Abstract

In the United States, relatively little progress has been made in recent years to improve the efficiency and effectiveness of deceased donor kidney allocation. Despite enactment of the Expanded Criteria Donor (ECD) Policy in 2002, known inequities and suboptimal utility of donated kidneys persist. In contrast with dialysis patients with shorter predicted life expectancies, those with longer predicted lifetimes can often improve their survival by waiting longer for a Standard Criteria Donor (SCD) kidney. Yet, a substantial fraction of these candidates accept ECD kidneys, often poorly HLA matched. Meanwhile, waitlist mortality continues to rise, particularly among older transplant candidates. Despite required consent processes for candidates to list for ECD kidneys, centers appear to interpret and implement ECD policy differently—some list candidates selectively while others list nearly their entire candidate pool.
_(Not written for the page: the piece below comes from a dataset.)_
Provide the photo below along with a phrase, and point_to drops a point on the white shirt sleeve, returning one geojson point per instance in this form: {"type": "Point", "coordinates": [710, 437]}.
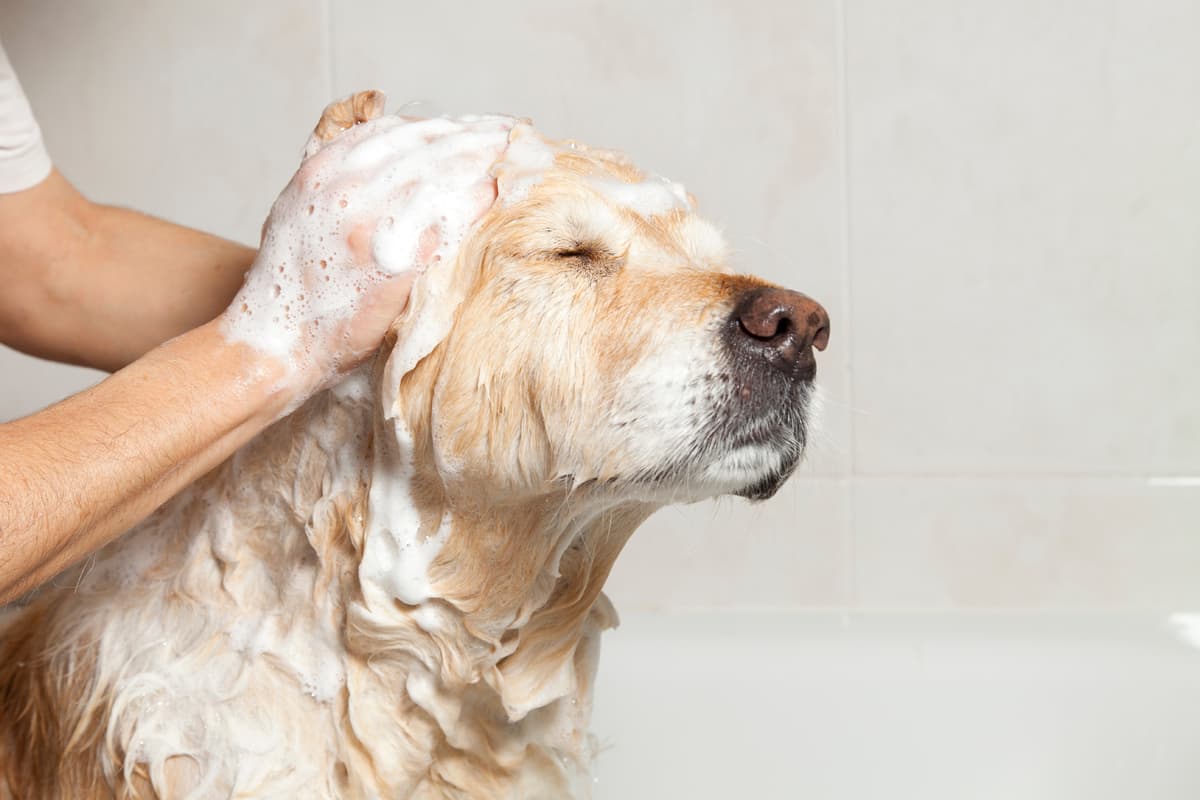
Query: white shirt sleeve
{"type": "Point", "coordinates": [23, 157]}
To ensure more efficient and effective implementation of ECD policy across centers, we advocate for (1) more oversight and guidance in directing patients to the ECD list who stand to benefit the most from receipt of an ECD kidney; and (2) enhanced transparency of center-level ECD consent and listing practices. More uniform implementation of ECD policy could improve efficiency and effectiveness of deceased donor kidney allocation without deleteriously impacting equity.